We see the same differences in traits that we don’t think of as directly physical, what evolutionary psychologists sometimes refer to as the “BIP” traits — behavior, intelligence, and personality. Two of the hardest-to-ignore manifestations here are the extraordinary differentials in criminality between white Americans and African Americans, and the persistent gaps in scores when tests of cognitive ability are given to large population samples.
There is a huge academic literature on the gaps in cognitive test results, practically all of it converging on the fact that African American mean scores on cognitive tests fall below the white means by a tad more than one white standard deviation. There is in fact so much data on this now that we have meta-studies — studies of the studies: the one best-known to me is the meta-study by Roth et al. in 2001, which covered 39 studies involving nearly six million test-takers. That one standard deviation on cognitive testing has been so persistent across so many decades, a friend of mine, an academic sociologist, calls it “the universal constant of American sociology” — it’s like the speed of light in physics.
Etc.
Read the rest here.
I’m sure glad that I would be unable to demonstrate that I am an African or an American or an African-American. I’d feel so depressed hearing this that I would probably drop out of school, and maybe get frustrated and … well, if a crime got committed, would reserve my defence.
By the way: Apologies to those who entered recent Uncommon Descent contests, so far unjudged. I was assigned a long chapter of a book on a subject I had never researched. I have not forgotten you. Indeed, I can’t. My Calendar persecutes me every morning. I will get to your entries as soon as I turn in the chapter.
Some people fear God rather than men. I fear men more than Calendars.

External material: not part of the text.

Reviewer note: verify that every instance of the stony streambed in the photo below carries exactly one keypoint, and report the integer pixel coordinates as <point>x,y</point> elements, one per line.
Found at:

Note: In the combox at 2, Allan MacNeill, ever a source of entertainment to our list, has implied that I am a racist. Precisely because I should be working, I am motivated to tell a funny story instead:
About twenty years ago, dear friends and I were having lunch in a restaurant here, shortly after the birth of their first son. They asked me a question: How would they describe the race of their son? One parent was overseas Chinese and the other was of African descent. They had decided to be Canadian citizens, and were energetically learning the names of the provinces, great rivers, etc., for a citizenship exam.
I was flummoxed by the “son” question because it wasn’t something that I had ever considered.
(I so much wish they had asked me instead about the names of the provinces, the great rivers, the mountain ranges, … gee, I could have told them all that in a flash. I was born on the prairie and used to live on the banks of the mighty Yukon.)
Okay, I said, “Just call him a kid. A Canadian kid. And if there is ever any trouble, get in touch with me about it. No one in this country has the right to bug you about this.” It worked.